Octave, né en 1819, type d'une génération inquiète et précocement soucieuse, est trompé par sa maîtresse, la quitte, puis cherche à étourdir son désespoir par la débauche. Ce sont les deux premiers livres. Dans le troisième, on le voit s'éprendre de Mme Brigitte Pierson, jeune foraine douce, grave, pieuse, qui, bientôt, est touchée de son amour. Rien de plus frais, de plus suave que l'idylle de cette passion naissante. 

Avec le quatrième commencent, presque aussitôt, les doutes, les soupçons, les inquiétudes par lesquelles Octave semble prendre plaisir à torturer son coeur et celui de sa maîtresse. Musset veut montrer, en écrivant sa propre histoire, que la débauche rend pour toujours incapable d'aimer. Octave corrompt lui-même son bonheur par des jalousies fantasques, par des caprices dépravés, souille son amour par les ressouvenirs involontaires du libertinage qui l'a précocement flétri. 

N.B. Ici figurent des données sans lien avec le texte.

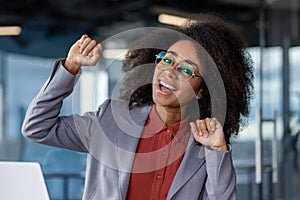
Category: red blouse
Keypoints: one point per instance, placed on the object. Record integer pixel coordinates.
(158, 156)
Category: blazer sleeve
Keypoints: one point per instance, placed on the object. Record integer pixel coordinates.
(221, 176)
(42, 122)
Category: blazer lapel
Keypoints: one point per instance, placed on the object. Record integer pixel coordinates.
(193, 159)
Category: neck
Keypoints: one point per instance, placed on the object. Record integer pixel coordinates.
(170, 115)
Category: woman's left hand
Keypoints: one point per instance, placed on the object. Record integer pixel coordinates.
(209, 132)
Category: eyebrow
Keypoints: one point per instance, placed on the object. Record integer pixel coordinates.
(187, 60)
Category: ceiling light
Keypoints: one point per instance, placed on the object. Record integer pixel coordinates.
(171, 19)
(10, 30)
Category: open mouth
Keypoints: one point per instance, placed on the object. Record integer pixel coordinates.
(166, 87)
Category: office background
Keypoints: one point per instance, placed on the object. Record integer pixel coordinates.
(265, 170)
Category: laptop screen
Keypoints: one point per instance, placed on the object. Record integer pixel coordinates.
(22, 180)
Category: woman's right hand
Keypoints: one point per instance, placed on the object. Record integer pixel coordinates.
(85, 51)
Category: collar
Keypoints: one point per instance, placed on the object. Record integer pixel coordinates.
(155, 125)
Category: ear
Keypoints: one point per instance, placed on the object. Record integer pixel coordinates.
(199, 94)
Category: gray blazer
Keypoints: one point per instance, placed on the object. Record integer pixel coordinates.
(110, 137)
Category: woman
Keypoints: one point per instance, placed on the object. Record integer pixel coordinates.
(144, 150)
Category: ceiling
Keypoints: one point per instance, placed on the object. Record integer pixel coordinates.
(105, 17)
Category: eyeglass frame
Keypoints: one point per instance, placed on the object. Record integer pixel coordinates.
(172, 54)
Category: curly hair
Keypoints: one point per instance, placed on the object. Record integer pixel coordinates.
(229, 53)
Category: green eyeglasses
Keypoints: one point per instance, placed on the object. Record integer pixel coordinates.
(165, 60)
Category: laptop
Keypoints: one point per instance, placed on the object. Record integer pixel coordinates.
(22, 181)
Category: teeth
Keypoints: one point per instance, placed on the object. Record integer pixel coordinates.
(167, 85)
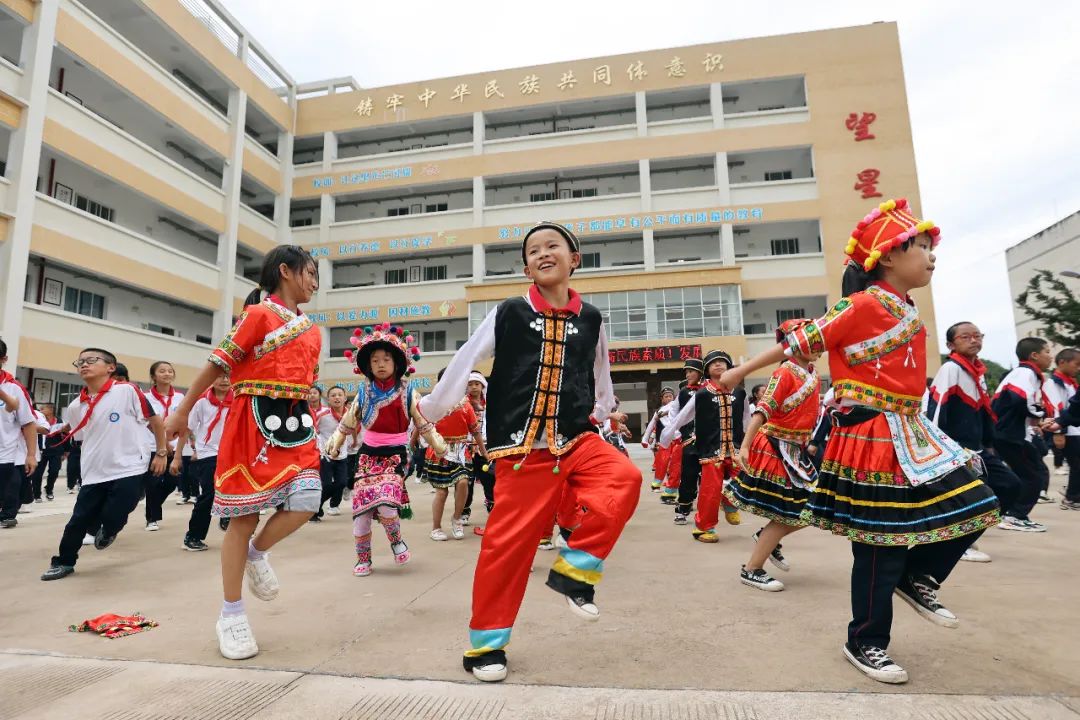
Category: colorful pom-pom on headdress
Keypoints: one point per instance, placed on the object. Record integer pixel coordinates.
(887, 227)
(392, 338)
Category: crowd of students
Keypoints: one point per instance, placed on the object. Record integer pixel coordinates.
(253, 437)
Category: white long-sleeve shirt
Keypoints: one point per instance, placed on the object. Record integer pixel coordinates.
(480, 348)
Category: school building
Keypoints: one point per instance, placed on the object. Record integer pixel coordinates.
(151, 152)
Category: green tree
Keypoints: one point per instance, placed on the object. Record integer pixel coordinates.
(1049, 301)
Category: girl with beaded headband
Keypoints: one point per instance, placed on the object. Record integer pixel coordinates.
(906, 496)
(777, 474)
(382, 408)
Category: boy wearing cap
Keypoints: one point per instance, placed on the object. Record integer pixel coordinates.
(709, 410)
(550, 386)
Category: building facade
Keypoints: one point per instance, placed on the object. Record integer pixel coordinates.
(1056, 249)
(153, 153)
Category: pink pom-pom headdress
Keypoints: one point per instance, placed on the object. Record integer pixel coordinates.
(394, 339)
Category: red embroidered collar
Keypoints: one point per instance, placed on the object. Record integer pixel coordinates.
(572, 307)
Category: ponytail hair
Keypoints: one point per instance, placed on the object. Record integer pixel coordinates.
(293, 257)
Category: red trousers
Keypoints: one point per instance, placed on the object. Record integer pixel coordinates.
(593, 476)
(674, 467)
(714, 476)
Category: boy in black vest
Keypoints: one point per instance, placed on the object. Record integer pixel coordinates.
(549, 389)
(710, 412)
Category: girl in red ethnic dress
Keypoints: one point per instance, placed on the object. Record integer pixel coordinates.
(777, 475)
(268, 454)
(905, 494)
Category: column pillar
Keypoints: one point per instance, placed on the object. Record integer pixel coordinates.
(642, 113)
(227, 241)
(24, 161)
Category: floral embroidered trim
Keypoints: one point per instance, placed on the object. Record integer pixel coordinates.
(272, 389)
(877, 397)
(895, 337)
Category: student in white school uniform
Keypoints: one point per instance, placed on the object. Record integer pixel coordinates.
(110, 419)
(205, 423)
(163, 398)
(17, 430)
(334, 472)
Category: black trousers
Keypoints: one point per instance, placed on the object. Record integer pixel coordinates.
(51, 463)
(75, 465)
(876, 571)
(11, 490)
(201, 473)
(185, 483)
(103, 504)
(158, 488)
(486, 480)
(1071, 452)
(335, 476)
(689, 478)
(1026, 462)
(1002, 480)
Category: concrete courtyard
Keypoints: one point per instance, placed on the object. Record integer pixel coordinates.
(679, 637)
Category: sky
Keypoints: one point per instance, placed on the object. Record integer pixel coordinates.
(993, 89)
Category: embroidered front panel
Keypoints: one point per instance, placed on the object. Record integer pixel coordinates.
(808, 386)
(877, 398)
(895, 337)
(271, 389)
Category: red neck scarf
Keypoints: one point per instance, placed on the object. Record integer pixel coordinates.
(1071, 382)
(166, 401)
(91, 404)
(221, 406)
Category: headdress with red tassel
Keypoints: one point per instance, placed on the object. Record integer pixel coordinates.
(887, 227)
(394, 339)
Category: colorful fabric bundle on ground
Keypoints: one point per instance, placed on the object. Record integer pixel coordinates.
(115, 626)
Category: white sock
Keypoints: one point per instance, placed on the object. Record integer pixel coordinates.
(232, 609)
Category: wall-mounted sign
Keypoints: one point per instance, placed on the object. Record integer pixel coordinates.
(655, 354)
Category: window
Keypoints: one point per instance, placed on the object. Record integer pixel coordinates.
(89, 205)
(795, 313)
(433, 341)
(434, 272)
(83, 302)
(153, 327)
(785, 246)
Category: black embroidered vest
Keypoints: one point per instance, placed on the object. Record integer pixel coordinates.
(542, 378)
(713, 420)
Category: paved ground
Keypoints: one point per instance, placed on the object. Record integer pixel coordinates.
(675, 619)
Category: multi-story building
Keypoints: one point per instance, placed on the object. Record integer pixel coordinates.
(1056, 249)
(152, 152)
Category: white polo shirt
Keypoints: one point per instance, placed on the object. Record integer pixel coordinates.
(112, 445)
(12, 443)
(161, 410)
(199, 420)
(325, 424)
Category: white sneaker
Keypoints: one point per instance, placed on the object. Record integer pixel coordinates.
(261, 580)
(494, 673)
(972, 555)
(234, 639)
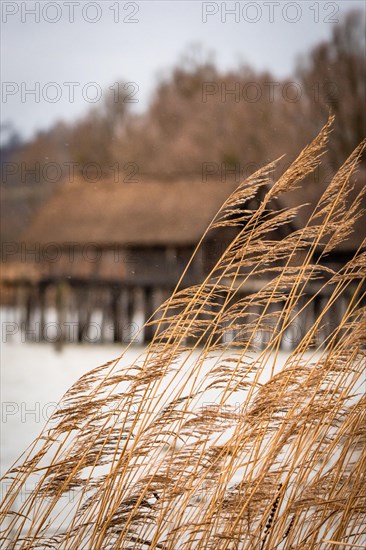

Enfin, dans le cinquième livre, apparaît un troisième personnage, Smith (autrement dit Pagello), que Brigitte, lassée finalement d'Octave, se prend à aimer. Octave, descendant au fond de lui-même, se reconnaît coupable de tout le mal, et il laisse partir la jeune femme avec Smith, en « remerciant Dieu que, de trois êtres qui avaient souffert par sa faute, il ne reste qu'un malheureux ». Confession d'un Enfant du siècle est une des oeuvres les plus caractéristiques de son temps. 

Oeuvre inégale, à laquelle on peut reprocher soit, pour la composition, un certain décousu, soit, pour le style, bien des pages ampoulées et déclamatoires, elle renferme aussi quelques parties supérieures; toute l'idylle, par exemple, qui est d'un exquis poète, et, çà et là, maints chapitres, sans compter un grand nombre de réflexions et de maximes détachées, qui dénotent un observateur des plus pénétrants. (A19).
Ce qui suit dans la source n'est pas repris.